Should we worry that technology companies can secretly influence our emotions? Apparently so.
A study recently published by researchers at the University of California, San Francisco, Cornell and Facebook suggests that social networks can manipulate the emotions of their users by tweaking what is allowed into a user's news feed. The study, published in the Proceedings of the National Academy of Sciences, changed the news feeds delivered to almost 700,000 people for a week without getting their consent to be studied. Some got feeds with more sad news, others received more happy news.
The researchers were studying claims that Facebook could make us feel unhappy by creating unrealistic expectations of how good life should be. But it turned out that some subjects were depressed when the good news in their feed was suppressed. Individuals were not asked to report on how they felt; instead, their writing was analyzed for vocabulary choices that were thought to indicate mood.

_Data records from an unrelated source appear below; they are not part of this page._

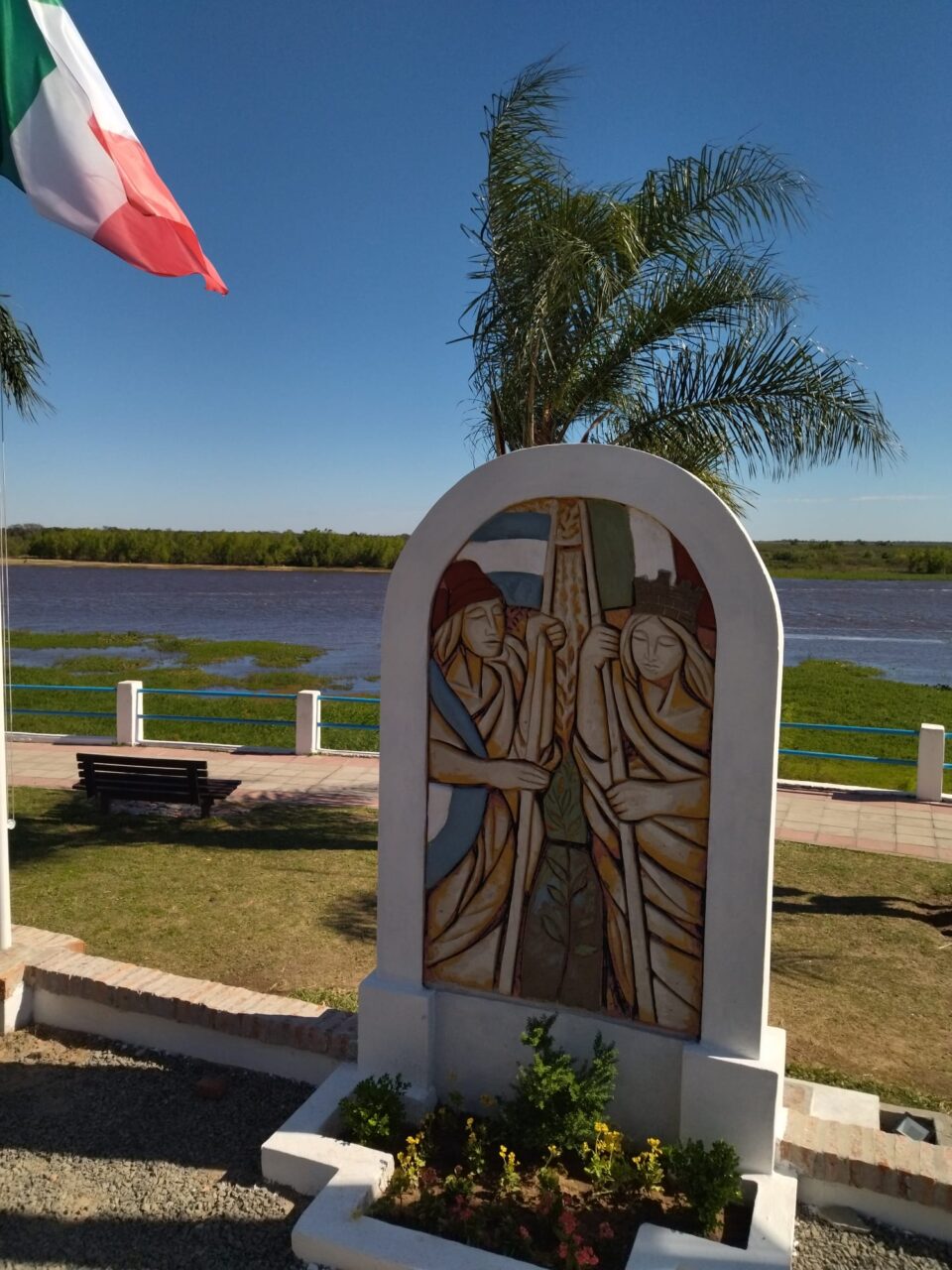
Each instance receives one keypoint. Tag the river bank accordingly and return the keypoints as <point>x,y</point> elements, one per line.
<point>777,572</point>
<point>211,568</point>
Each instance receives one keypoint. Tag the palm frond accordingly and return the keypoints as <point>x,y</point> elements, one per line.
<point>774,402</point>
<point>21,366</point>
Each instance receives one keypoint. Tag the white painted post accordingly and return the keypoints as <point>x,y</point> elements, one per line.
<point>128,725</point>
<point>930,758</point>
<point>307,721</point>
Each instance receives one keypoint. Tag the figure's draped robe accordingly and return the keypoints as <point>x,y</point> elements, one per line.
<point>467,906</point>
<point>667,742</point>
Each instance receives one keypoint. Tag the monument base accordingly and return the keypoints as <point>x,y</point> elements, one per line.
<point>462,1043</point>
<point>348,1179</point>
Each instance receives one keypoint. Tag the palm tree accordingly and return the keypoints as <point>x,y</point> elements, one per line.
<point>21,366</point>
<point>654,316</point>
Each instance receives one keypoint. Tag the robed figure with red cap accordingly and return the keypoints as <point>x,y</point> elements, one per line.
<point>492,705</point>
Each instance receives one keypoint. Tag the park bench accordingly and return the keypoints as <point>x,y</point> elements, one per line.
<point>150,780</point>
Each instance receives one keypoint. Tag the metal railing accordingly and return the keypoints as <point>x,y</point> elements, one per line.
<point>309,726</point>
<point>63,688</point>
<point>131,714</point>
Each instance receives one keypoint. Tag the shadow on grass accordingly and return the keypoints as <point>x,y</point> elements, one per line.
<point>354,916</point>
<point>55,825</point>
<point>803,966</point>
<point>938,916</point>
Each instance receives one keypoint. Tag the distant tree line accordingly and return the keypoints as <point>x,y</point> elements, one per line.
<point>313,549</point>
<point>309,549</point>
<point>916,558</point>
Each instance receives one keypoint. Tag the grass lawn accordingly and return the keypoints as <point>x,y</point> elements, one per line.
<point>862,969</point>
<point>842,693</point>
<point>273,898</point>
<point>282,899</point>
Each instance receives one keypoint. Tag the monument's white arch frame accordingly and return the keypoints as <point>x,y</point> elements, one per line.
<point>666,1084</point>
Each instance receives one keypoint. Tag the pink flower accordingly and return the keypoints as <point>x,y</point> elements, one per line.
<point>567,1220</point>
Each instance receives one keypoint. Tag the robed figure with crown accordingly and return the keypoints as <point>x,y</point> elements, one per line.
<point>654,683</point>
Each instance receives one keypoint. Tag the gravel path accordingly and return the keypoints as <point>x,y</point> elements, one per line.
<point>122,1160</point>
<point>113,1159</point>
<point>821,1246</point>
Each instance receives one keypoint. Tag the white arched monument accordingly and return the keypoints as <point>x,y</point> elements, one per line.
<point>656,740</point>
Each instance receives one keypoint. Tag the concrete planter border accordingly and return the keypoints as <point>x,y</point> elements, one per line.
<point>347,1179</point>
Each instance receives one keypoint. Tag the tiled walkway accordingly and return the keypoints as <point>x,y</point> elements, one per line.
<point>866,822</point>
<point>861,821</point>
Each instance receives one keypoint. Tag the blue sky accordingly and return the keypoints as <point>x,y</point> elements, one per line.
<point>326,155</point>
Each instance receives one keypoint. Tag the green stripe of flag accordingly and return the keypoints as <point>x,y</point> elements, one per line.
<point>24,63</point>
<point>613,552</point>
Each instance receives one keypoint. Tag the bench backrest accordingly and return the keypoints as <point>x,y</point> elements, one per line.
<point>157,776</point>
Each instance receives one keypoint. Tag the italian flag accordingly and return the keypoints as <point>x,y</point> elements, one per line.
<point>64,141</point>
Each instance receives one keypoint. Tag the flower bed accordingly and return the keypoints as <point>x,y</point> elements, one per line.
<point>540,1176</point>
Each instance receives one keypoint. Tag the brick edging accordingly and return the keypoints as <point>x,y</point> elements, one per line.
<point>197,1002</point>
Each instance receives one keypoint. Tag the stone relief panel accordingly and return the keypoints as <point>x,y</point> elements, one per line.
<point>571,693</point>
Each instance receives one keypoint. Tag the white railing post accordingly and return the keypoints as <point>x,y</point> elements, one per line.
<point>307,721</point>
<point>929,762</point>
<point>128,725</point>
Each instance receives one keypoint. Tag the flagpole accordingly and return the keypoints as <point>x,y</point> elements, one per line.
<point>5,915</point>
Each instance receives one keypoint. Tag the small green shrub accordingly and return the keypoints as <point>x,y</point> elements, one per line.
<point>707,1178</point>
<point>555,1102</point>
<point>375,1111</point>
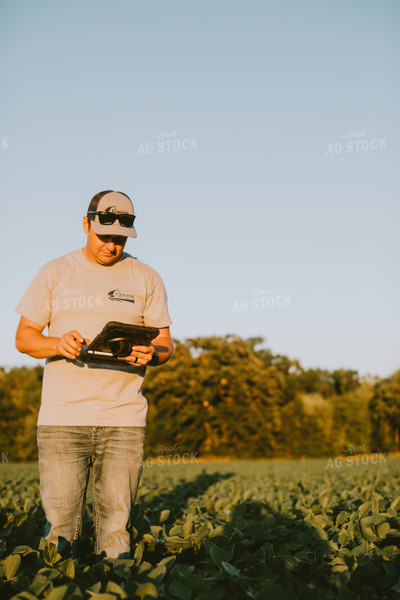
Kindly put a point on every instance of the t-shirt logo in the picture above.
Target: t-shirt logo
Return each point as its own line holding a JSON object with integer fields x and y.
{"x": 121, "y": 296}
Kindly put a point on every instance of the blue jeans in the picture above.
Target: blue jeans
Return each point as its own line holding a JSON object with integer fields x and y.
{"x": 65, "y": 457}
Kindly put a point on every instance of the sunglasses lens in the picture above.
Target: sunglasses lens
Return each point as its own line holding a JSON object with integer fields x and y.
{"x": 126, "y": 220}
{"x": 107, "y": 218}
{"x": 110, "y": 218}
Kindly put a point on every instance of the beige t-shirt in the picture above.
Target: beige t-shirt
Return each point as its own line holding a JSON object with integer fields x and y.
{"x": 71, "y": 292}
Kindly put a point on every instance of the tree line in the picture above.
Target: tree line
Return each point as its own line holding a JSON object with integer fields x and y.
{"x": 227, "y": 396}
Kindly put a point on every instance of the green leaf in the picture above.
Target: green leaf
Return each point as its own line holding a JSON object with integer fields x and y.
{"x": 24, "y": 550}
{"x": 155, "y": 531}
{"x": 164, "y": 515}
{"x": 57, "y": 593}
{"x": 146, "y": 591}
{"x": 168, "y": 562}
{"x": 383, "y": 529}
{"x": 179, "y": 590}
{"x": 158, "y": 573}
{"x": 233, "y": 571}
{"x": 187, "y": 527}
{"x": 50, "y": 554}
{"x": 67, "y": 568}
{"x": 116, "y": 589}
{"x": 11, "y": 565}
{"x": 219, "y": 555}
{"x": 320, "y": 534}
{"x": 138, "y": 555}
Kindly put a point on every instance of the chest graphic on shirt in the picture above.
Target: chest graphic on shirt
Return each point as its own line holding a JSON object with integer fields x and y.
{"x": 78, "y": 298}
{"x": 120, "y": 296}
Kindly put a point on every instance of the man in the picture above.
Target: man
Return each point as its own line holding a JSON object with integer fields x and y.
{"x": 93, "y": 415}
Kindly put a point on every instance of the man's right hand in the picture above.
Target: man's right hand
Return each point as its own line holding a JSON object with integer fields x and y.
{"x": 70, "y": 344}
{"x": 30, "y": 340}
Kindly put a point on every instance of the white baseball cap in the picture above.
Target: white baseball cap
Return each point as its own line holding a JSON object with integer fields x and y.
{"x": 111, "y": 213}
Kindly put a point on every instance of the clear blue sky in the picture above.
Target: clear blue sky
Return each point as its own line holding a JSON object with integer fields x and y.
{"x": 276, "y": 182}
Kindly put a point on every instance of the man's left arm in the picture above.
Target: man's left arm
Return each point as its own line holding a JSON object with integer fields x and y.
{"x": 156, "y": 354}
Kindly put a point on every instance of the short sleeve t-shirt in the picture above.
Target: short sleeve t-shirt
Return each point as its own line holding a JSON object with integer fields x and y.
{"x": 72, "y": 292}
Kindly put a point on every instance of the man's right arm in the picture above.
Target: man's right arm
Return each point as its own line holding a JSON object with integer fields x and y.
{"x": 30, "y": 340}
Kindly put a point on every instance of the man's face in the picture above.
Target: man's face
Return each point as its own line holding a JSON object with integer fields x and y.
{"x": 102, "y": 249}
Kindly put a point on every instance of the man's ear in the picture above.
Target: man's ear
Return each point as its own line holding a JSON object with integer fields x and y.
{"x": 85, "y": 224}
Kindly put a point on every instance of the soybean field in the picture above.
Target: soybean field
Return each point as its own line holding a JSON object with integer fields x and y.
{"x": 276, "y": 530}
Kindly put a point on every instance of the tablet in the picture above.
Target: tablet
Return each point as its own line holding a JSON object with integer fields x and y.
{"x": 117, "y": 340}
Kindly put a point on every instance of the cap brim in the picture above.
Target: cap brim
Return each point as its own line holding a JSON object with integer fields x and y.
{"x": 114, "y": 229}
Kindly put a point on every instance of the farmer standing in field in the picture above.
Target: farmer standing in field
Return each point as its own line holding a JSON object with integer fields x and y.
{"x": 93, "y": 415}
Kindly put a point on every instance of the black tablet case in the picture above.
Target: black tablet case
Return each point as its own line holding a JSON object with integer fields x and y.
{"x": 116, "y": 340}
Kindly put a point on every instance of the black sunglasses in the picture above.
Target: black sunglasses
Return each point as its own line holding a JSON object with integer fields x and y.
{"x": 110, "y": 218}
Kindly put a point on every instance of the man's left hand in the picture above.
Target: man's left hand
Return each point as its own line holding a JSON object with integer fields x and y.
{"x": 140, "y": 355}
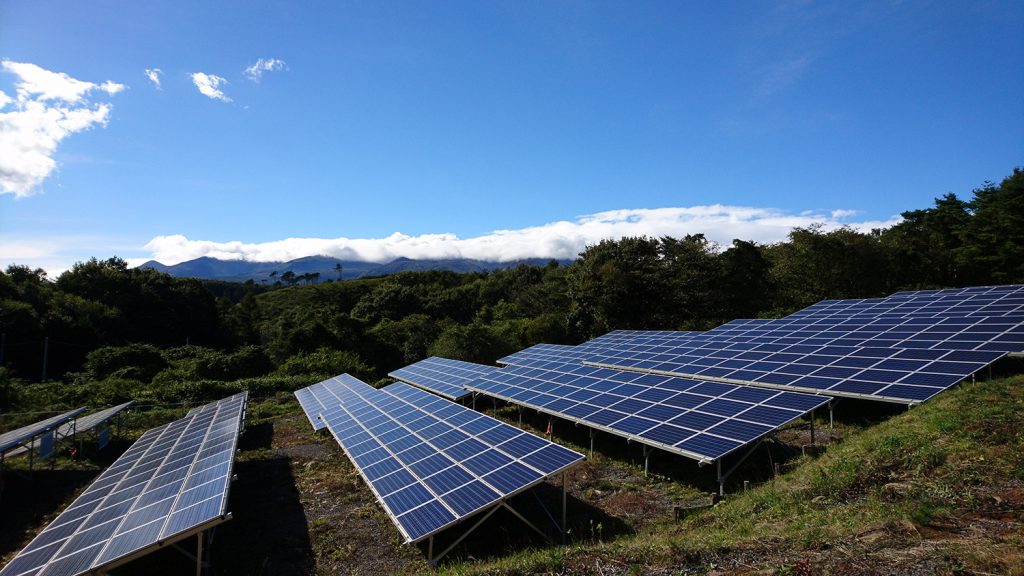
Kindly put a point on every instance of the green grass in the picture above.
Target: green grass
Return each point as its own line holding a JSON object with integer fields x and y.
{"x": 930, "y": 463}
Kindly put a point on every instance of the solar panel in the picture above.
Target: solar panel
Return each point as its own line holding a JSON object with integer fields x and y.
{"x": 90, "y": 421}
{"x": 899, "y": 375}
{"x": 13, "y": 439}
{"x": 697, "y": 419}
{"x": 905, "y": 347}
{"x": 442, "y": 376}
{"x": 81, "y": 425}
{"x": 982, "y": 300}
{"x": 430, "y": 462}
{"x": 1004, "y": 333}
{"x": 169, "y": 485}
{"x": 545, "y": 352}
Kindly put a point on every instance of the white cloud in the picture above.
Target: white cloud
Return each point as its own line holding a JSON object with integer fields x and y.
{"x": 154, "y": 75}
{"x": 255, "y": 72}
{"x": 42, "y": 85}
{"x": 49, "y": 107}
{"x": 208, "y": 85}
{"x": 840, "y": 214}
{"x": 564, "y": 239}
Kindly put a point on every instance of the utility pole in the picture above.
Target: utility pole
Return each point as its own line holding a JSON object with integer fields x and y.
{"x": 46, "y": 355}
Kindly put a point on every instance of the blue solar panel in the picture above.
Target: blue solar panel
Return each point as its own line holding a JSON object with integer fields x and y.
{"x": 659, "y": 411}
{"x": 428, "y": 461}
{"x": 881, "y": 348}
{"x": 441, "y": 376}
{"x": 12, "y": 439}
{"x": 852, "y": 371}
{"x": 172, "y": 482}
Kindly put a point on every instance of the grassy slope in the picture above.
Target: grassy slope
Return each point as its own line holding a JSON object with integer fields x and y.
{"x": 939, "y": 489}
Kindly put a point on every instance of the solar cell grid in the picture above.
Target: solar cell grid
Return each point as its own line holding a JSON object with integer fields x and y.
{"x": 172, "y": 482}
{"x": 850, "y": 371}
{"x": 546, "y": 352}
{"x": 12, "y": 439}
{"x": 428, "y": 461}
{"x": 674, "y": 414}
{"x": 441, "y": 376}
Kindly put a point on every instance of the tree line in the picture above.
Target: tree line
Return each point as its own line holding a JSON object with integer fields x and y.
{"x": 103, "y": 331}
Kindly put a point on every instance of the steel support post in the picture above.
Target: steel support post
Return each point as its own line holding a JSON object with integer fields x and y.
{"x": 199, "y": 554}
{"x": 564, "y": 485}
{"x": 721, "y": 480}
{"x": 812, "y": 426}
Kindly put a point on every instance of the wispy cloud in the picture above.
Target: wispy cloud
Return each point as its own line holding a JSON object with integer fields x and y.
{"x": 209, "y": 85}
{"x": 48, "y": 108}
{"x": 154, "y": 75}
{"x": 255, "y": 72}
{"x": 776, "y": 77}
{"x": 564, "y": 239}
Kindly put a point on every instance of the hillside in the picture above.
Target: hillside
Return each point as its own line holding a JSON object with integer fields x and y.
{"x": 938, "y": 489}
{"x": 242, "y": 271}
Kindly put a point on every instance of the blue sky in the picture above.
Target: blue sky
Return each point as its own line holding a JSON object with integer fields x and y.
{"x": 486, "y": 129}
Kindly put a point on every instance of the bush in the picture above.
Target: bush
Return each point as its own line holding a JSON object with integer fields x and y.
{"x": 140, "y": 362}
{"x": 326, "y": 362}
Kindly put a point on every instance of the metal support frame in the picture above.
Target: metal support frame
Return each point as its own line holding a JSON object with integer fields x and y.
{"x": 564, "y": 488}
{"x": 433, "y": 560}
{"x": 203, "y": 531}
{"x": 832, "y": 407}
{"x": 202, "y": 547}
{"x": 721, "y": 477}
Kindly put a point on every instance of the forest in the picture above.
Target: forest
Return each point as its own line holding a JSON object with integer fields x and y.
{"x": 102, "y": 332}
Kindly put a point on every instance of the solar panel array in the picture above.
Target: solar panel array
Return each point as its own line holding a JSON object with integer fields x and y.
{"x": 898, "y": 375}
{"x": 904, "y": 348}
{"x": 442, "y": 376}
{"x": 431, "y": 462}
{"x": 980, "y": 300}
{"x": 12, "y": 439}
{"x": 83, "y": 424}
{"x": 90, "y": 421}
{"x": 559, "y": 353}
{"x": 698, "y": 419}
{"x": 172, "y": 483}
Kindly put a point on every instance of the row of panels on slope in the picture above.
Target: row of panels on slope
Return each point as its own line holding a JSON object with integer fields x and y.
{"x": 701, "y": 420}
{"x": 169, "y": 485}
{"x": 20, "y": 440}
{"x": 72, "y": 426}
{"x": 1003, "y": 333}
{"x": 921, "y": 356}
{"x": 442, "y": 376}
{"x": 430, "y": 462}
{"x": 983, "y": 300}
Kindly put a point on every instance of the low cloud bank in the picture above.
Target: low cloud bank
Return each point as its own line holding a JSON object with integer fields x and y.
{"x": 562, "y": 240}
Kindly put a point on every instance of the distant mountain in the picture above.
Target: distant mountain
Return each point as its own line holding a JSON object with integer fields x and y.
{"x": 241, "y": 271}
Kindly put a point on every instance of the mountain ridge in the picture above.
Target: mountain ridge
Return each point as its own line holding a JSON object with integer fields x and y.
{"x": 207, "y": 268}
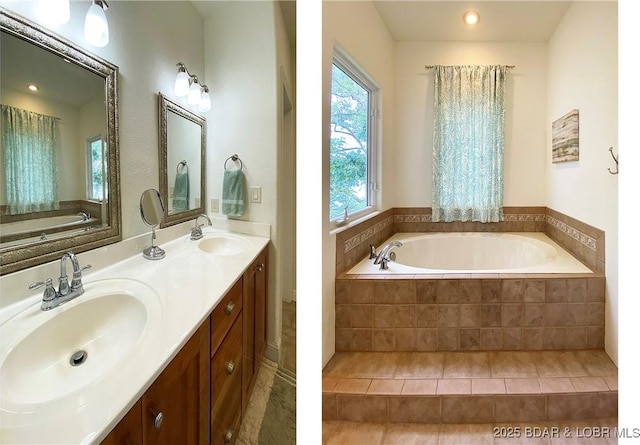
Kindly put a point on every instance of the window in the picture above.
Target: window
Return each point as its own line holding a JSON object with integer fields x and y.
{"x": 353, "y": 129}
{"x": 96, "y": 169}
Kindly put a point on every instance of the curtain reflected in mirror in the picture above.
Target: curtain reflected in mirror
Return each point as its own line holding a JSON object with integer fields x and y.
{"x": 59, "y": 167}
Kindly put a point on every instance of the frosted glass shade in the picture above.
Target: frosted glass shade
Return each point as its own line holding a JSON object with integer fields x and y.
{"x": 54, "y": 12}
{"x": 205, "y": 102}
{"x": 194, "y": 94}
{"x": 181, "y": 87}
{"x": 96, "y": 28}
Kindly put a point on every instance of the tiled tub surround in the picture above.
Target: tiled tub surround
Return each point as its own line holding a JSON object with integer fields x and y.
{"x": 584, "y": 242}
{"x": 469, "y": 387}
{"x": 447, "y": 313}
{"x": 470, "y": 312}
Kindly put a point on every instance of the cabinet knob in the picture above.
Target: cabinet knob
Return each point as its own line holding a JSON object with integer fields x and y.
{"x": 157, "y": 419}
{"x": 228, "y": 435}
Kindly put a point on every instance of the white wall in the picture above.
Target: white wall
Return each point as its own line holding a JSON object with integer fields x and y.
{"x": 147, "y": 39}
{"x": 242, "y": 68}
{"x": 583, "y": 73}
{"x": 358, "y": 29}
{"x": 525, "y": 110}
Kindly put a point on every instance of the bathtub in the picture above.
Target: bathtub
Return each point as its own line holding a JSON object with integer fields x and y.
{"x": 474, "y": 252}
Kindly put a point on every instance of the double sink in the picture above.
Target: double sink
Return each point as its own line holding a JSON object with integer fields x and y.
{"x": 48, "y": 356}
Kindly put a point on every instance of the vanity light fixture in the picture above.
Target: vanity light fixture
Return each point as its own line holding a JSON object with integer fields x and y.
{"x": 96, "y": 28}
{"x": 54, "y": 12}
{"x": 471, "y": 17}
{"x": 187, "y": 84}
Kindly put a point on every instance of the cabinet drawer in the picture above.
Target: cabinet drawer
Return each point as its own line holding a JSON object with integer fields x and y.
{"x": 225, "y": 314}
{"x": 226, "y": 387}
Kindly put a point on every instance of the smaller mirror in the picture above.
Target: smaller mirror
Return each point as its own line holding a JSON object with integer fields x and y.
{"x": 152, "y": 213}
{"x": 182, "y": 161}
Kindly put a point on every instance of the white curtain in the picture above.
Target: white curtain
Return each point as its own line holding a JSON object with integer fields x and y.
{"x": 31, "y": 171}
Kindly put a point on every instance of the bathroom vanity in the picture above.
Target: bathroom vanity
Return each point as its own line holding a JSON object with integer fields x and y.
{"x": 188, "y": 377}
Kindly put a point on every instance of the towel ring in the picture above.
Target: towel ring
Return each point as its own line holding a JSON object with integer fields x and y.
{"x": 234, "y": 158}
{"x": 182, "y": 164}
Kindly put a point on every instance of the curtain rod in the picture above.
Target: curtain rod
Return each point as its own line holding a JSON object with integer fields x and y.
{"x": 429, "y": 67}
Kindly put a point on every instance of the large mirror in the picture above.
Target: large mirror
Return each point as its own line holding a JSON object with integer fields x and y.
{"x": 182, "y": 161}
{"x": 59, "y": 180}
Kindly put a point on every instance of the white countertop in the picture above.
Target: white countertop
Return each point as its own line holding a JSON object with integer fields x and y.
{"x": 189, "y": 284}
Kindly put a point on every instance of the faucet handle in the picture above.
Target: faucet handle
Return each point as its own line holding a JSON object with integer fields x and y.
{"x": 49, "y": 293}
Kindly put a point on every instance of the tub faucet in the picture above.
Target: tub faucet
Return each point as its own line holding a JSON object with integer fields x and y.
{"x": 196, "y": 232}
{"x": 66, "y": 292}
{"x": 382, "y": 257}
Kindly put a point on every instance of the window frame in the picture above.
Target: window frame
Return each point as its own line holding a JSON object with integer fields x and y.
{"x": 352, "y": 69}
{"x": 89, "y": 167}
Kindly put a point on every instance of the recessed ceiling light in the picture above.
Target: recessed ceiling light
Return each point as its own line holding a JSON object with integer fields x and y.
{"x": 471, "y": 17}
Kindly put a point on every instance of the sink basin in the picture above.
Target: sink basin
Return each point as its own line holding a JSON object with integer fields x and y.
{"x": 223, "y": 244}
{"x": 46, "y": 356}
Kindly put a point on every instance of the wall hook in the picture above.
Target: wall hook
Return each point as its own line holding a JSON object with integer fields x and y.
{"x": 615, "y": 159}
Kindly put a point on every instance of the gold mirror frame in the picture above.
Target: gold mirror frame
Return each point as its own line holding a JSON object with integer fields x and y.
{"x": 166, "y": 105}
{"x": 20, "y": 257}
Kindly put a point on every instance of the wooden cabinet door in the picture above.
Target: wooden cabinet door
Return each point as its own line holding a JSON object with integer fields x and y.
{"x": 255, "y": 322}
{"x": 175, "y": 409}
{"x": 128, "y": 431}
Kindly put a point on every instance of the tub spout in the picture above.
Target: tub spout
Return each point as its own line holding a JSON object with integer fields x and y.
{"x": 382, "y": 256}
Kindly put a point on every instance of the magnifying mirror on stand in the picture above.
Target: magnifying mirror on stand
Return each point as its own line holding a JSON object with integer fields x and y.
{"x": 152, "y": 212}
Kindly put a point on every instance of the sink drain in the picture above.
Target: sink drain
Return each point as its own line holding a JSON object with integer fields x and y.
{"x": 78, "y": 358}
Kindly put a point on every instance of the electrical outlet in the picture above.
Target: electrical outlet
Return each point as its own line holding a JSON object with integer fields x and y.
{"x": 256, "y": 194}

The researchers claim that they have proved that "emotional states can be transferred to others via emotional contagion, leading people to experience the same emotions without their awareness." The effect was slight, but imposed on a very large population, so it's possible the effects were consequential to some people. The paper itself states its claims rather boldly, but one of the authors, Adam D. I. Kramer of Facebook, responding to intense criticism that it was wrong to study users without their permission, has since emphasized how tiny the effects were. But however the results might be interpreted now, they couldn't have been known in advance.
The manipulation of emotion is no small thing. An estimated 60 percent of suicides are preceded by a mood disorder. Even mild depression has been shown to increase the risk of heart failure by 5 percent; moderate to severe depression increases it by 40 percent.
Research with human subjects is generally governed by strict ethical standards, including the informed consent of the people who are studied. Facebook's generic click-through agreement, which almost no one reads and which doesn't mention this kind of experimentation, was the only form of consent cited in the paper. The subjects in the study still, to this day, have not been informed that they were in the study. If there had been federal funding, such a complacent notion of informed consent would probably have been considered a crime. Subjects would most likely have been screened so that those at special risk would be excluded or handled with extra care.
This is only one early publication about a whole new frontier in the manipulation of people, and Facebook shouldn't be singled out as a villain. All researchers, whether at universities or technology companies, need to focus more on the ethics of how we learn to improve our work.
To promote the relevance of their study, the researchers noted that emotion was relevant to human health, and yet the study didn't measure any potential health effects of the controlled manipulation of emotions.